In April 2003, she applied. And a year later she was asked to join the 2004 class.

“It was hard, it was exciting… it was incredibly rewarding,” she said of the space program. “I was so thrilled to be selected among such amazing people in my cohort.”

Dottie moved from Washington to Texas for the job. The job was all encompassing and she put in many long days and weekends during the early years. Dottie even built herself a model of the cockpit just so that she could practice and memorize where all of the switches and circuit breakers were located. 

In 2008 she was finally selected to be a part of a crew. They trained really hard for a year and a half. And on April 5, 2010, Dottie and her crew of four men and three other women took off for the International Space Station—an experience she’ll never forget, particularly the views of the earth from above.

I hope that girls continue to see science and the outdoors as not only a place to be inspired, to heal, to engage the mind and to challenge oneself, but also to see as a place to want to encourage the next generation to be a part of.
Dottie Metcalf-Lindenberger

Today, Dottie is thrilled at the number of programs available for young women in science and the outdoors.
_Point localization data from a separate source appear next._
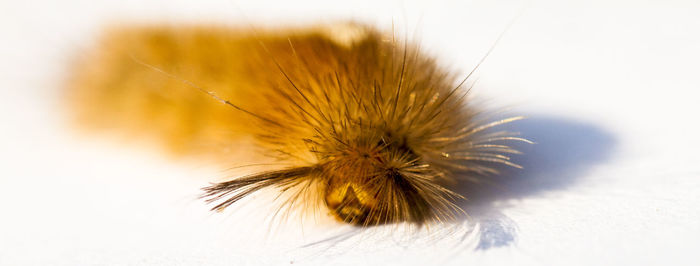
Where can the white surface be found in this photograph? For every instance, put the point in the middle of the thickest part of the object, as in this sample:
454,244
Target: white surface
611,88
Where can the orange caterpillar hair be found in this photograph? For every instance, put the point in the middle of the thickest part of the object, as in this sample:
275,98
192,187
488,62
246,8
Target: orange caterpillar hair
374,129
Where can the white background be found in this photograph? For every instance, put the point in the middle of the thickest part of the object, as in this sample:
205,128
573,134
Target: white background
610,88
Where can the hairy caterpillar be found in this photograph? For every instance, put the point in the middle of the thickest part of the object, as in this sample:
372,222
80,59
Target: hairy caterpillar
371,127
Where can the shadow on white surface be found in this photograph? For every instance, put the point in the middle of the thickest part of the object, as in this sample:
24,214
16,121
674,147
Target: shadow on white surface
563,152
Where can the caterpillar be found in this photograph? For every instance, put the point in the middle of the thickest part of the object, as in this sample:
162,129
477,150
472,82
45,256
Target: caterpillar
369,126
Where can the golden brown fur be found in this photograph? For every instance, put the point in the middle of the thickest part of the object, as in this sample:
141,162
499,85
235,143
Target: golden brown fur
373,126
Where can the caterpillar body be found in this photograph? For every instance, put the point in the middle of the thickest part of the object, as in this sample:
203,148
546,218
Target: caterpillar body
370,127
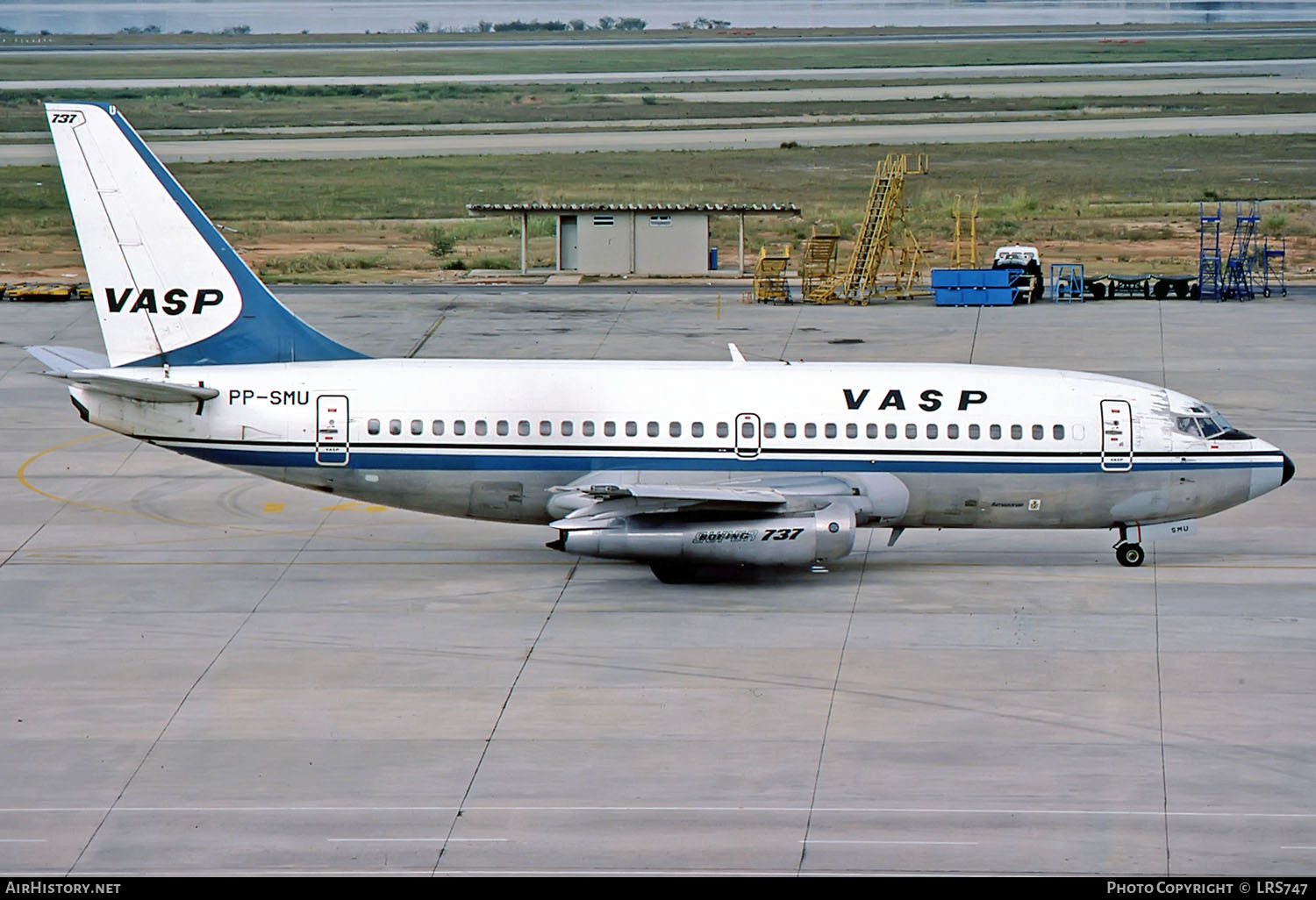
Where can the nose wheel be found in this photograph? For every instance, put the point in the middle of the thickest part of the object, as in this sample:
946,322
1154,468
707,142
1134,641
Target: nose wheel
1129,554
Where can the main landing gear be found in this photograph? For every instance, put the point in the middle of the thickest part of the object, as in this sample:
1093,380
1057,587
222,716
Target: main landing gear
1128,554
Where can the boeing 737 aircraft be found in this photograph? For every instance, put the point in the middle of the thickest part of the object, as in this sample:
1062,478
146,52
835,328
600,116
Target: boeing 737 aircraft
676,465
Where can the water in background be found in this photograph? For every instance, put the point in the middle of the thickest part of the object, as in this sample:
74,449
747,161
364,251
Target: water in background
358,16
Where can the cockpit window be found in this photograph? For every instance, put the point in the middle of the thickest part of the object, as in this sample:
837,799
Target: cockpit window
1208,424
1187,424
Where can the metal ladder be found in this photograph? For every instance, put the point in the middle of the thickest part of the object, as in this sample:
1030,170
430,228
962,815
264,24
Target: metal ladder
857,283
1241,252
1208,255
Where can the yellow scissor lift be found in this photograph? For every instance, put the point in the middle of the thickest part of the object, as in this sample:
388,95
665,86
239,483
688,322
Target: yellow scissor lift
857,284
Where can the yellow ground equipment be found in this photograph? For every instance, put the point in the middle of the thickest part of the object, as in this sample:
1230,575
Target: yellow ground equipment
31,291
818,261
957,257
770,283
883,220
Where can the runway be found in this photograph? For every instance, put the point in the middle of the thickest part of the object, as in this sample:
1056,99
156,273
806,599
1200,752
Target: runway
694,139
212,674
1300,68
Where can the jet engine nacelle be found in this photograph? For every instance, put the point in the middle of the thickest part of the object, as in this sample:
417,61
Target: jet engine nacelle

The biggest thing that programs like NatureBridge provide is confidence. 

“We’re starting to see these really targeted programs and that gives young women confidence to push themselves and do all this challenging work,” said Dottie. “I know it’s going to change their lives, and ours.”

“I give all kids this advice, not just young girls: Be curious. Don’t lose your curiosity. That’s the great thing about STEM and the outdoors, both of them still hold so many questions, there are so many things we still don’t know, so we can always remain curious.”